Another example of failed sanctions is Cuba. It has been the target of embargoes since 1960 as a response to the expropriations of Americans citizens and companies by the Cuban revolutionary government. According to Nelson Rodríguez Chartrand:
In 1992, the embargo turned into a law and, in 1996, the United States Congress passed the so-called Helms-Burton Act, which prohibited American citizens from doing business within the Island or with the Cuban government—although the justification for the embargo has been, for long, the lack of civil liberties and the human rights violations by the Cuban regime.
Besides having to endure the regime’s imposed collectivist economy, the population has to live with an additional strangulation of wealth caused by sanctions. Of course, the main cause of Cuba’s poverty is socialism, which makes capital accumulation and a rational resource allocation impossible.
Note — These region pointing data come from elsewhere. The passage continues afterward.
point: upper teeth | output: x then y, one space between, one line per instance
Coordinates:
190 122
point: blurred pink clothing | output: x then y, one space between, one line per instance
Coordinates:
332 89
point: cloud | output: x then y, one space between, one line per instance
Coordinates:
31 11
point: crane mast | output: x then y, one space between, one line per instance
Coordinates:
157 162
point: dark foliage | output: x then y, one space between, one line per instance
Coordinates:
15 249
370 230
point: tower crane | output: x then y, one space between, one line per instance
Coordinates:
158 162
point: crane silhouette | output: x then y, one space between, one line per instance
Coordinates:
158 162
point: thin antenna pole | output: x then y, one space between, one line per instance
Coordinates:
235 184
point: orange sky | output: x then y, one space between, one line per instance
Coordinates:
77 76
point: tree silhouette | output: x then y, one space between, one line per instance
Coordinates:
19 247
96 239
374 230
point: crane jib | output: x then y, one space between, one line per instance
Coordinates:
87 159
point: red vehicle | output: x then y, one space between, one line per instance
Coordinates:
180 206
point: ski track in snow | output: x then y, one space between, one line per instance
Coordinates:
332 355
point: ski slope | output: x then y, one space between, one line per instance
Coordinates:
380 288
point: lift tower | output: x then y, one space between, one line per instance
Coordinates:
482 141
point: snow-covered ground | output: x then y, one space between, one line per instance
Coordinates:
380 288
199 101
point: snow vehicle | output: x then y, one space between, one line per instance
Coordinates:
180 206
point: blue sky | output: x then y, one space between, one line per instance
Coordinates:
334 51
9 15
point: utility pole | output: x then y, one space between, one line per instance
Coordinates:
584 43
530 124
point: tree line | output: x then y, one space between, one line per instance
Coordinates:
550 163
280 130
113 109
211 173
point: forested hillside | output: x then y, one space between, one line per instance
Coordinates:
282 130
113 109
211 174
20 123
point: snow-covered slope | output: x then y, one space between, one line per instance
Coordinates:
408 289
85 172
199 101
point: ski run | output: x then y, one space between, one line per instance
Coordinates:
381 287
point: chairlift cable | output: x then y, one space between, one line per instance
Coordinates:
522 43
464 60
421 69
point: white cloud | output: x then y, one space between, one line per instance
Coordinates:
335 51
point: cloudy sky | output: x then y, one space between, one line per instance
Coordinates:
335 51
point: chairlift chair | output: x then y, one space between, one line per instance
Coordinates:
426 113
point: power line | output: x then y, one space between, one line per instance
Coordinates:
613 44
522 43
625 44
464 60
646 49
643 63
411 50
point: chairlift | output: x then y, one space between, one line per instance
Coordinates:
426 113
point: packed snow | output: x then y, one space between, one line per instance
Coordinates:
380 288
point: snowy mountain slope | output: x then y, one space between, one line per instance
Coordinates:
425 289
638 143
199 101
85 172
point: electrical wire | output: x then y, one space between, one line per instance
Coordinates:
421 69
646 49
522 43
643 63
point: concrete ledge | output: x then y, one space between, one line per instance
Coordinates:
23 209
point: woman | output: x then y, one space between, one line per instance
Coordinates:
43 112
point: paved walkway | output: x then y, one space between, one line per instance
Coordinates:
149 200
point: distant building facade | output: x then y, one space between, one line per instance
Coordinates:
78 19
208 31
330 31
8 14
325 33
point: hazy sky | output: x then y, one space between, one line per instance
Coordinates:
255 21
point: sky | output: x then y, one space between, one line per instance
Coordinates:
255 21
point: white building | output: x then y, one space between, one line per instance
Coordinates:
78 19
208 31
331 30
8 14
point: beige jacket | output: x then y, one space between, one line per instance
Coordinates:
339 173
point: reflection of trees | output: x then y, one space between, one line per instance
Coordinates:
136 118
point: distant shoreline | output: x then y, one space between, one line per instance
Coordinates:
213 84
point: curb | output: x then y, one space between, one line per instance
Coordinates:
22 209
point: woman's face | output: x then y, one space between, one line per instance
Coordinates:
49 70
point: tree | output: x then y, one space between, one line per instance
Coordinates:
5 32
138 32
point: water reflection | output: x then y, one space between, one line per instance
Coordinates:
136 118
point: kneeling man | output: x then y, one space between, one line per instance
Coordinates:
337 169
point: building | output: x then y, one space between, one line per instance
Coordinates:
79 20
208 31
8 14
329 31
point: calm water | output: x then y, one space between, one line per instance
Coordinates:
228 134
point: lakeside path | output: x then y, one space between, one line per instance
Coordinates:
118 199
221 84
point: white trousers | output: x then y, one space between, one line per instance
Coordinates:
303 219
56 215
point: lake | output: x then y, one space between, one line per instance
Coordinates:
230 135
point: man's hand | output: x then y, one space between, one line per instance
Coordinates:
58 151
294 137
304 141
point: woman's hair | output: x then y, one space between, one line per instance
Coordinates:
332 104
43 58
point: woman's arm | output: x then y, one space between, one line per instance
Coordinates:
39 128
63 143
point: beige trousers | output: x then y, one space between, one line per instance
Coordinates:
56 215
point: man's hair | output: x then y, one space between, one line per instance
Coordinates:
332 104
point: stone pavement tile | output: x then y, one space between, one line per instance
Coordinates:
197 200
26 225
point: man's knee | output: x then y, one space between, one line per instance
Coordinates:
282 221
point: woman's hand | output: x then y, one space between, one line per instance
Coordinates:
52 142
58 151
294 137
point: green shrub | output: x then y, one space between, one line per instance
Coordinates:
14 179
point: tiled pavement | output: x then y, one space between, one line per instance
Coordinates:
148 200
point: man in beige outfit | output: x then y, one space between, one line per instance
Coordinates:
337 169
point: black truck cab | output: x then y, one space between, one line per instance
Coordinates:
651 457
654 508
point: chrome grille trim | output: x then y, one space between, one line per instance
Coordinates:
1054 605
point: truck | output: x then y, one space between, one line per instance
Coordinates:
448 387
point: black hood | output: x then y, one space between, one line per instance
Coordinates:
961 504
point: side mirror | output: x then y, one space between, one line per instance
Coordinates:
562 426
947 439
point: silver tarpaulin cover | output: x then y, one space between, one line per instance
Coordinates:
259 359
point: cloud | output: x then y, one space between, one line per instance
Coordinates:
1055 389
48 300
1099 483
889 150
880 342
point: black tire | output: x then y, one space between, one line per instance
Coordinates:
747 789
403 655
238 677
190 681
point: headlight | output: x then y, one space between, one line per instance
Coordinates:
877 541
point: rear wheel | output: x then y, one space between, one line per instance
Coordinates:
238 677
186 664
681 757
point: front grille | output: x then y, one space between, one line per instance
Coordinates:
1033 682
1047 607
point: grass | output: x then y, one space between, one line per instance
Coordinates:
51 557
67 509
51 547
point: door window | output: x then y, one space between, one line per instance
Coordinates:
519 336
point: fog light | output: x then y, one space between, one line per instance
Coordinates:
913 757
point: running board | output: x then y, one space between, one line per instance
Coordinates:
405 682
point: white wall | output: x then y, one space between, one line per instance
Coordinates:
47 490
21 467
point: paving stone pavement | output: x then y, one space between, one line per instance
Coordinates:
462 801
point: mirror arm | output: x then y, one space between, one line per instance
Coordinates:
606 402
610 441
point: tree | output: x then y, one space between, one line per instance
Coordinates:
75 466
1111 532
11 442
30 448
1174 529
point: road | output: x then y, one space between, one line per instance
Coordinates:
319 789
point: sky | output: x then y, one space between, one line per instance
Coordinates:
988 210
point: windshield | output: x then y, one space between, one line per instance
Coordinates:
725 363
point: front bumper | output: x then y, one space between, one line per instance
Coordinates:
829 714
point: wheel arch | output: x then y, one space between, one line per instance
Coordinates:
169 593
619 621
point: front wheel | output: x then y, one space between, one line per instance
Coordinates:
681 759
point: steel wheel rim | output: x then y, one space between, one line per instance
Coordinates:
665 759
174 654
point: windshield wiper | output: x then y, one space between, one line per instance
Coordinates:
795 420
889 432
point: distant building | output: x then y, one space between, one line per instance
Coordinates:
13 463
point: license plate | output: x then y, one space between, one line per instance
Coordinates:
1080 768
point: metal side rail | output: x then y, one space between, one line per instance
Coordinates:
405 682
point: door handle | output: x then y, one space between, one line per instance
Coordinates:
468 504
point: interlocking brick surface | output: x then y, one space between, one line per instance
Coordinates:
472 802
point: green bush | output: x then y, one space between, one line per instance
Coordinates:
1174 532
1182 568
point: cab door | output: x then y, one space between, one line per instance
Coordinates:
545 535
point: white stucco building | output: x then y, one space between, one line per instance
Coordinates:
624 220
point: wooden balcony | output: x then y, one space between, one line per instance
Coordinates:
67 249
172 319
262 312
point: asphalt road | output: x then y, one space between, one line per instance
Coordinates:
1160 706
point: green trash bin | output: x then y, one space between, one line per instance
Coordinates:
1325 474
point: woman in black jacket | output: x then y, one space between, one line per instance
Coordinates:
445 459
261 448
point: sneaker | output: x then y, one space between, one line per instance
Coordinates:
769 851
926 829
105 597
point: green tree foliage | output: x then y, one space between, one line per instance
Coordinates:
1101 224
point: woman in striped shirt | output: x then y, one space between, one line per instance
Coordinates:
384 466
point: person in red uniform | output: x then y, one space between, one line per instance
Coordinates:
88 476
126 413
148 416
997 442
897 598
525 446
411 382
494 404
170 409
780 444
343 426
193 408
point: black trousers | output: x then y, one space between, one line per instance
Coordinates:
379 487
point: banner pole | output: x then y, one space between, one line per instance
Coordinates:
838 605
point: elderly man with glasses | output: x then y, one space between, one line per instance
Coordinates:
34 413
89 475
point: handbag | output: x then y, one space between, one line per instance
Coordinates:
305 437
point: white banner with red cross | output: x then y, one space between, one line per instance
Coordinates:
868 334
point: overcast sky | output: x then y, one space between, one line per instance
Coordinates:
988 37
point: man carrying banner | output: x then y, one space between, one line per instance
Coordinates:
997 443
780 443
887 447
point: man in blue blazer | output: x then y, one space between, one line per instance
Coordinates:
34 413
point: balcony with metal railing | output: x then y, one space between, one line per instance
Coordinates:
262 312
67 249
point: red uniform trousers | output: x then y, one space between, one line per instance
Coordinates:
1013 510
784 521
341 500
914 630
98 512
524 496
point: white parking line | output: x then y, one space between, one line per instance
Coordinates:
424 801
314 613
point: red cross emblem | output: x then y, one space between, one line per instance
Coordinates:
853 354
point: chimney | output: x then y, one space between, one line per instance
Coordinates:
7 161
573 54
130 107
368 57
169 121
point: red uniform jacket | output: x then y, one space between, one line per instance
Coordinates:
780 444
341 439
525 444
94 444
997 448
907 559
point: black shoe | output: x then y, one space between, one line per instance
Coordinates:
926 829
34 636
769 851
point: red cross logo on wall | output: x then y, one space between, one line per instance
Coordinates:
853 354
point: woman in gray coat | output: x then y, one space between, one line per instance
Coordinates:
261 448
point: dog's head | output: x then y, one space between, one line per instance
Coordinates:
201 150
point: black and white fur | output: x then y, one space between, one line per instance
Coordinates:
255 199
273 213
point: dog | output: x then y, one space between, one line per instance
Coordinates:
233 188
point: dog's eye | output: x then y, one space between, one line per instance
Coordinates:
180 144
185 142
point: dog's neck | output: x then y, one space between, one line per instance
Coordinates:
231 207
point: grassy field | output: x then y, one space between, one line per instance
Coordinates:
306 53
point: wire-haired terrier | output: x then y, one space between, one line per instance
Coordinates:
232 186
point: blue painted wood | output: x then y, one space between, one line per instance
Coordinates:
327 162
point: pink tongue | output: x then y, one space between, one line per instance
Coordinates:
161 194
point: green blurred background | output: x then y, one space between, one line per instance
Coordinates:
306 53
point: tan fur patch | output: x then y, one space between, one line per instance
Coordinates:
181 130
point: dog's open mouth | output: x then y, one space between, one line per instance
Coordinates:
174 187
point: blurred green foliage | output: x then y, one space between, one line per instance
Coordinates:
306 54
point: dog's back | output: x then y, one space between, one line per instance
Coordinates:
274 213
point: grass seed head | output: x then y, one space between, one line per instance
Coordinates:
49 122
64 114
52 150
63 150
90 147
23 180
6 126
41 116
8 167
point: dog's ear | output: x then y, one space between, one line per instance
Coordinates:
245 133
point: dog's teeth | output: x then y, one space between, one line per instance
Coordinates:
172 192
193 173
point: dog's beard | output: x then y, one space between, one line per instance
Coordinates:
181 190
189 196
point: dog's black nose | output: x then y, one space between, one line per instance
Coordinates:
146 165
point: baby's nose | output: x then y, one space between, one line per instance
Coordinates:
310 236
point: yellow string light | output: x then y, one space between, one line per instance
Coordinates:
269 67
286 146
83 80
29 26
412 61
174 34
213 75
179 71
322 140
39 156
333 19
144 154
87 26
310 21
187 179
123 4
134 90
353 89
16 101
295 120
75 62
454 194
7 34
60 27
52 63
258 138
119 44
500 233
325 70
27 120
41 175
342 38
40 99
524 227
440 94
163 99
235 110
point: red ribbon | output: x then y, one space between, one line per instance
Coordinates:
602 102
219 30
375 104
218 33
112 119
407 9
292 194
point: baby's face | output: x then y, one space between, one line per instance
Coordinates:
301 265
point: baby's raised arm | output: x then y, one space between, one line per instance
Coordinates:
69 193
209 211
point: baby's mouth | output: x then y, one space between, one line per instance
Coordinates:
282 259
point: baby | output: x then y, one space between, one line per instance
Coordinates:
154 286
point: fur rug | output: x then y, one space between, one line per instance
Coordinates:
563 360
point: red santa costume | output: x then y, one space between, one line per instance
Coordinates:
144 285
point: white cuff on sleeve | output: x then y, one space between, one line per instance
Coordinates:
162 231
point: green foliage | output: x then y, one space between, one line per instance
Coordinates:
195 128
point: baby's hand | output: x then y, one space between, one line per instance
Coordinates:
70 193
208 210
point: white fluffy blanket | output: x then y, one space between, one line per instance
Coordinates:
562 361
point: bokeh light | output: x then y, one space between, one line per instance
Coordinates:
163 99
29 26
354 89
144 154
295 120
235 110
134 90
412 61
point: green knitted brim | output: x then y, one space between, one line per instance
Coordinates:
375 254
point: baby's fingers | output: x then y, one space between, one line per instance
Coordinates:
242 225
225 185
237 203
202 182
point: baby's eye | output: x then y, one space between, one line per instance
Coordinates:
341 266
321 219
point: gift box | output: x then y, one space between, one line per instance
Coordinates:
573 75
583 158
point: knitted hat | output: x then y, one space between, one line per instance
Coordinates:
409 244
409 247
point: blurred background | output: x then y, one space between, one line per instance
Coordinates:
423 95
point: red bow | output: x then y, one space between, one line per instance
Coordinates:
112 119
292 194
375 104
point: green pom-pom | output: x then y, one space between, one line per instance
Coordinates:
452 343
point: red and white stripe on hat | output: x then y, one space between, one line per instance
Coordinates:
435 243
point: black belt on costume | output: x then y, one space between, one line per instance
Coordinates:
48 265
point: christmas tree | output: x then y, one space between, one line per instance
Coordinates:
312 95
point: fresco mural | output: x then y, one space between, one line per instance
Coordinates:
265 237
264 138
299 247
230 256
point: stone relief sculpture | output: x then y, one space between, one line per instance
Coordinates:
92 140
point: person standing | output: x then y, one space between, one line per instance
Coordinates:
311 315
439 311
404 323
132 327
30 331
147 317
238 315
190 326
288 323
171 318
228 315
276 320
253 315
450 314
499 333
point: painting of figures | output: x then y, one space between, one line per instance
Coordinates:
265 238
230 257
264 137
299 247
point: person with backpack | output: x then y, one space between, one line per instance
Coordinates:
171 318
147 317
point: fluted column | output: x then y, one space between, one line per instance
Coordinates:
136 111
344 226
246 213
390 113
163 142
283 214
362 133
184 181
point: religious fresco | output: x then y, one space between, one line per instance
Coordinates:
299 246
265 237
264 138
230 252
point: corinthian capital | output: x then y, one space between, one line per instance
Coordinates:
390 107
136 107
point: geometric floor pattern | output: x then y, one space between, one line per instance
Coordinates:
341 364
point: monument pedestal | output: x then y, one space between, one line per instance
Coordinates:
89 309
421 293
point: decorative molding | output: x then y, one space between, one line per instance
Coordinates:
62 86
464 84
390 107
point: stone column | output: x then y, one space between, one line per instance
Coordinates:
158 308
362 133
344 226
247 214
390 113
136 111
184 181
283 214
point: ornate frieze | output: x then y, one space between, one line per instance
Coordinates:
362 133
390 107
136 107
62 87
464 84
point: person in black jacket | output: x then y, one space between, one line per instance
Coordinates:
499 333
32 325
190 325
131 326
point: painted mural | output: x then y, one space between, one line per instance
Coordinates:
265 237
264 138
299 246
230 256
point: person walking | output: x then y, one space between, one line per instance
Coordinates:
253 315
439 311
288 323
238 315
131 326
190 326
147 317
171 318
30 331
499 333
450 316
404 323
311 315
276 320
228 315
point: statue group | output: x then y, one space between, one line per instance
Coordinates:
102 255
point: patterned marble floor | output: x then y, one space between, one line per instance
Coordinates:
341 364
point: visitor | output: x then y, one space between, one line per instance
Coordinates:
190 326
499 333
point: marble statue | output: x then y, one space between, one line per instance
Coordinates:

But the embargoes do help keep Cubans poorer. Yet, there’s no reason to believe the Cuban population is any closer to overthrowing the Cuban state than it was in 1960. And if the population does rise in revolt, there’s no reason to assume the uprising is due to American sanctions.
Free Markets and Free People
If the history of sanctions is a thoroughly failed one, then what could be a way out for Iran? We have to exchange war, restrictions, and prohibitions for peace, trade, and information.
If history has taught us a lesson, it certainly is that interventionism doesn’t work. In the economic arena it causes impoverishment, and on battlegrounds it causes death, suffering, and unnecessary harm. Now is the time to end impoverishing and ineffective economic sanctions in all their forms.